What is the flow-on effect of all of this economic growth which I have mentioned, and fixing economic problems like the GST-sharing arrangements and delivering a million-plus jobs into the economy—a vast majority of which, I will say again, are in the private sector and a majority of which are full-time jobs? It's less welfare dependency; it's fewer people who are actually relying on the welfare system. We have seen the percentage of working-age Australians on welfare falling to 15.1 per cent, the lowest rate of welfare dependency in over 25 years. On this side of the chamber, that is unmistakably a positive thing. But I do wonder if that's how those opposite feel.

New welfare reform measures have made the welfare system fairer, more equitable and easier to understand. We have strengthened mutual obligation requirements and are providing more incentives to help people move from welfare to work, and that's what they've done. We have seen jobs created and the welfare rolls fall. This is unashamedly good for the economy as a whole, taking the burden off taxpayers, allowing money to be redirected to important government spending and to tax cuts. It also means that people who are no longer on the welfare roll have a chance of breaking the cycle of welfare dependency that every study shows and everybody knows is so destructive to individual and family wellbeing.

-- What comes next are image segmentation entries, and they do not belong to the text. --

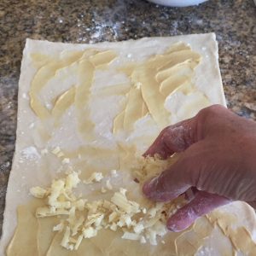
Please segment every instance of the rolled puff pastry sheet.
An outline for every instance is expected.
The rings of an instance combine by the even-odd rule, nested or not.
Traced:
[[[49,187],[54,178],[63,177],[67,162],[81,171],[82,178],[94,172],[103,173],[102,185],[79,188],[85,197],[109,199],[109,191],[94,193],[109,177],[113,191],[125,188],[131,199],[143,203],[129,166],[132,159],[139,157],[166,125],[212,104],[225,106],[214,33],[96,44],[27,39],[0,254],[4,255],[14,236],[18,207],[32,200],[29,189]],[[56,148],[68,161],[52,153]],[[109,176],[113,169],[119,171],[116,180]],[[184,233],[166,235],[169,242],[160,241],[160,246],[131,243],[117,235],[108,253],[94,243],[96,249],[91,253],[134,255],[129,247],[137,246],[141,255],[249,255],[254,250],[255,223],[248,205],[234,202],[201,218]],[[104,239],[104,232],[99,237]],[[247,236],[239,242],[241,234]],[[66,250],[55,247],[57,239],[48,239],[51,246],[45,249],[47,255]]]

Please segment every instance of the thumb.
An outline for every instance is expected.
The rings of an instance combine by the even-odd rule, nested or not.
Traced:
[[[157,154],[166,159],[176,152],[184,151],[197,141],[196,119],[197,116],[165,128],[143,156]]]
[[[173,232],[182,231],[190,226],[197,218],[230,201],[224,196],[199,191],[190,202],[178,209],[167,220],[167,229]]]
[[[204,156],[197,154],[201,148],[203,141],[193,144],[169,169],[147,182],[143,187],[145,195],[154,201],[168,201],[195,186],[200,170],[205,167]]]

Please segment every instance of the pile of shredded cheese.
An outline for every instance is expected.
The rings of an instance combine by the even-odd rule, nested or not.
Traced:
[[[94,173],[85,183],[102,179],[102,173]],[[88,201],[73,193],[79,183],[79,173],[71,172],[65,178],[54,180],[50,188],[30,189],[34,197],[46,201],[45,207],[37,209],[37,218],[62,217],[60,224],[53,227],[53,231],[63,232],[61,245],[69,250],[77,250],[83,239],[96,236],[102,229],[120,230],[123,239],[156,245],[157,238],[167,232],[167,217],[178,207],[173,203],[155,203],[146,209],[130,201],[126,190],[122,188],[119,191],[113,191],[110,201]]]

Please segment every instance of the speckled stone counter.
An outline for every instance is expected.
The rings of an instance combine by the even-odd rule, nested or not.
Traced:
[[[183,9],[143,0],[1,0],[0,230],[15,150],[18,79],[26,38],[92,44],[210,32],[216,32],[219,43],[229,108],[256,119],[253,0],[210,0]]]

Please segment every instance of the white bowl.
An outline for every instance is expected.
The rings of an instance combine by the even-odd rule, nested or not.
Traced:
[[[166,6],[184,7],[184,6],[199,4],[207,0],[148,0],[148,1],[160,5],[166,5]]]

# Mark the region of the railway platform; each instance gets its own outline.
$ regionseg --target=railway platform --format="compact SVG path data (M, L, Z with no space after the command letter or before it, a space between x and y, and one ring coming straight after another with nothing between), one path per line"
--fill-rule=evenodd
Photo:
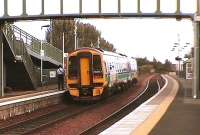
M200 100L191 97L192 81L164 76L166 85L100 135L198 135Z
M0 121L63 102L64 93L57 85L39 87L37 90L14 91L0 98Z

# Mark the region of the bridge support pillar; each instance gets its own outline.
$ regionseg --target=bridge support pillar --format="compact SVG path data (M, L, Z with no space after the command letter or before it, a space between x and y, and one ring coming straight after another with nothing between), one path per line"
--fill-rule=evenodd
M200 98L200 90L199 90L199 63L200 63L200 22L194 22L194 72L193 72L193 98Z
M4 96L3 23L0 22L0 96Z

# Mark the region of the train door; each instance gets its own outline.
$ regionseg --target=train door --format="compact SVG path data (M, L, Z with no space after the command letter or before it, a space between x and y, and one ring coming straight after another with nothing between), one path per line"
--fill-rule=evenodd
M90 85L90 59L81 58L80 59L80 75L81 75L81 85Z

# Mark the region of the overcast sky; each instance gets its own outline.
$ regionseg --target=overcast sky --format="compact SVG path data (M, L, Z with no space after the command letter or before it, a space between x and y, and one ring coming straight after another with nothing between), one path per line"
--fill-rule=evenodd
M0 16L3 15L3 1L0 0ZM102 0L102 12L117 12L118 0ZM136 12L137 0L121 0L122 12ZM154 12L157 0L141 0L143 12ZM59 13L59 0L45 0L45 13ZM78 13L79 0L64 0L64 13ZM8 0L8 13L20 15L22 0ZM195 12L195 0L181 0L182 12ZM33 6L34 5L34 6ZM28 14L40 14L41 0L27 0ZM163 12L176 10L175 0L161 0ZM83 12L98 12L98 0L83 0ZM176 21L174 19L81 19L81 22L90 23L97 27L102 37L114 44L118 51L134 57L155 57L161 61L170 59L174 62L177 51L171 52L177 34L180 34L181 45L186 42L193 45L193 26L190 20ZM15 23L28 33L39 39L44 38L41 26L45 22L18 22ZM191 47L191 46L190 46ZM183 52L188 52L190 47Z

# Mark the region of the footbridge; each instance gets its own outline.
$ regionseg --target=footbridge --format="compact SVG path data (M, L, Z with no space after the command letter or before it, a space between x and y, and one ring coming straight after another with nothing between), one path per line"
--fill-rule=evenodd
M42 56L43 68L57 68L62 64L62 51L54 46L12 24L6 23L2 30L6 67L4 81L7 86L15 89L35 89L41 85L41 49L45 52Z
M10 6L14 1L11 0L1 0L0 5L3 5L3 8L0 10L0 91L1 96L4 95L4 46L8 46L4 43L3 37L5 36L5 25L6 22L13 22L18 20L38 20L38 19L74 19L74 18L126 18L126 17L135 17L135 18L175 18L180 20L182 18L188 18L193 21L194 26L194 85L193 85L193 97L200 97L199 90L199 45L200 45L200 0L191 0L191 3L194 3L193 12L185 13L183 12L183 8L185 5L187 6L187 0L174 0L169 3L167 6L175 6L175 10L165 12L163 11L163 5L165 6L166 1L168 0L132 0L133 3L128 3L128 0L37 0L34 1L34 6L31 5L32 0L16 0L15 6ZM153 3L153 10L148 12L144 10L144 7L147 7L146 3ZM129 0L130 2L130 0ZM188 2L188 1L187 1ZM51 9L49 11L49 4L51 5ZM170 5L171 4L171 5ZM52 6L53 5L53 6ZM124 6L126 5L126 6ZM149 5L150 6L150 5ZM15 8L18 7L18 8ZM31 13L31 10L34 10L37 7L37 12ZM128 7L128 8L127 8ZM134 8L135 7L135 8ZM69 9L72 11L69 12ZM92 8L92 10L88 11L87 9ZM132 9L127 11L126 9ZM16 9L20 11L18 14L12 14ZM107 10L113 9L113 10ZM7 26L6 26L7 27ZM10 27L10 26L9 26ZM11 26L10 28L13 28ZM9 28L9 29L10 29ZM14 28L17 30L17 28ZM10 30L7 30L10 31ZM27 36L28 34L25 34ZM29 36L30 37L30 36ZM23 38L22 38L23 39ZM20 40L21 41L21 38ZM25 42L24 42L25 41ZM31 42L30 42L31 41ZM37 57L39 50L39 41L34 40L23 40L24 44L26 44L27 52L31 56ZM36 42L36 44L34 43ZM30 44L33 44L31 46ZM49 47L49 46L48 46ZM37 48L37 49L36 49ZM55 48L51 48L52 50L56 50ZM39 57L37 57L39 58ZM53 62L55 60L55 56L48 57L49 60ZM60 59L60 58L59 58ZM61 57L62 59L62 57ZM60 62L60 60L56 61ZM55 61L54 61L55 64Z

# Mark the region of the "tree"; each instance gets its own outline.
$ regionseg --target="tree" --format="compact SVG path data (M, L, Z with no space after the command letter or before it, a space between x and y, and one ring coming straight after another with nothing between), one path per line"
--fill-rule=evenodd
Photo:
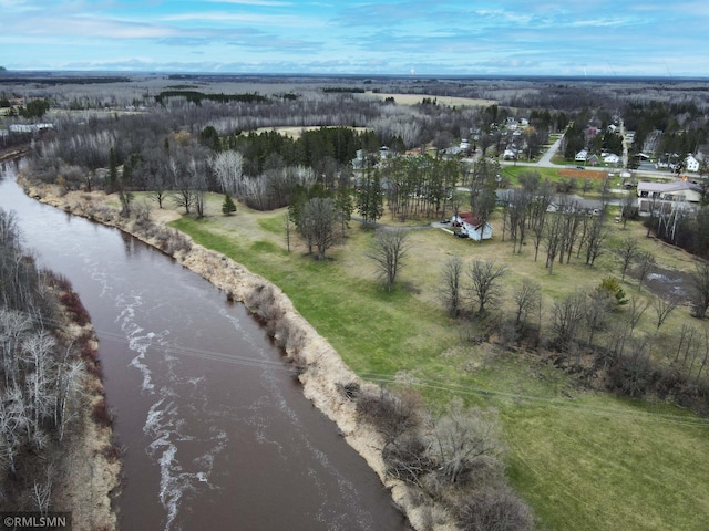
M623 217L623 228L625 229L628 219L637 216L638 209L635 206L635 196L626 194L620 200L620 216Z
M290 235L292 233L292 220L290 212L284 214L284 233L286 236L286 249L290 252Z
M475 260L467 277L470 278L471 294L477 305L477 315L484 315L502 296L501 278L507 272L505 266L497 266L494 260Z
M500 175L500 165L487 158L482 158L473 166L470 181L470 206L472 212L485 225L496 204L496 178Z
M337 210L335 200L329 197L314 197L306 202L301 211L301 232L312 241L318 250L317 259L325 259L325 252L335 243Z
M240 153L219 152L212 158L210 166L223 192L243 194L244 157Z
M586 230L586 264L593 267L603 253L603 242L606 232L603 230L603 215L595 216L588 222Z
M20 116L24 118L41 118L49 111L49 100L32 100L25 107L20 108Z
M643 289L643 283L645 282L645 278L650 272L650 270L655 267L655 256L651 252L643 252L638 254L638 291Z
M512 293L515 302L515 320L514 323L520 326L526 321L532 309L538 306L542 299L542 287L533 281L524 281L515 288Z
M367 256L377 262L379 275L384 279L387 291L391 291L397 275L404 266L409 251L408 232L403 229L381 229L374 235Z
M565 350L576 340L587 314L586 299L585 292L575 291L554 303L552 330L558 348Z
M446 415L433 426L432 456L448 483L463 483L481 460L501 452L499 428L480 409L463 409L453 400Z
M377 220L384 214L379 171L374 170L374 173L371 174L368 170L363 177L357 197L357 209L362 218L364 218L364 223L367 225L376 225Z
M709 263L697 266L691 274L693 293L691 296L691 314L695 317L705 319L709 310Z
M544 229L544 240L546 241L546 267L549 274L554 272L554 261L557 254L562 253L562 243L564 236L564 222L559 215L555 215Z
M227 191L224 196L224 202L222 204L222 214L225 216L232 216L236 212L236 204L232 199L232 195Z
M456 317L461 311L461 277L463 273L463 261L454 256L448 259L443 266L441 279L441 295L448 309L449 315Z
M655 313L657 314L657 329L660 330L662 323L669 317L670 313L675 311L675 309L679 305L679 301L674 298L665 298L661 295L655 295L653 298L653 308L655 309Z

We do believe that the best form of welfare is a job. We've delivered those million-plus jobs over the past five and a bit years, in less than two terms of government, and we will continue to deliver, because that is what this side of the chamber does for the Australian people. We deliver what we say we're going to deliver. We deliver good government and we deliver good economic management, and that allows us to provide such things as income tax relief to hardworking Australians. We're making income taxes lower, fairer and simpler. In 2018-19, around 4.4 million Australians will get tax relief of $530 per year and over 10 million taxpayers will get some tax relief. By the time our tax plan is fully implemented, we will see 94 per cent of taxpayers pay no more than 32.5 cents in the dollar. This is a great economic reform for Australia. It will allow Australian families to keep more of their own hard-earned money and invest that money in their families, their own future, their own education and their own wellbeing. It will give people opportunities into the future—opportunities to perhaps start a small business and create the new jobs of the future, which deliver such benefits to all Australians.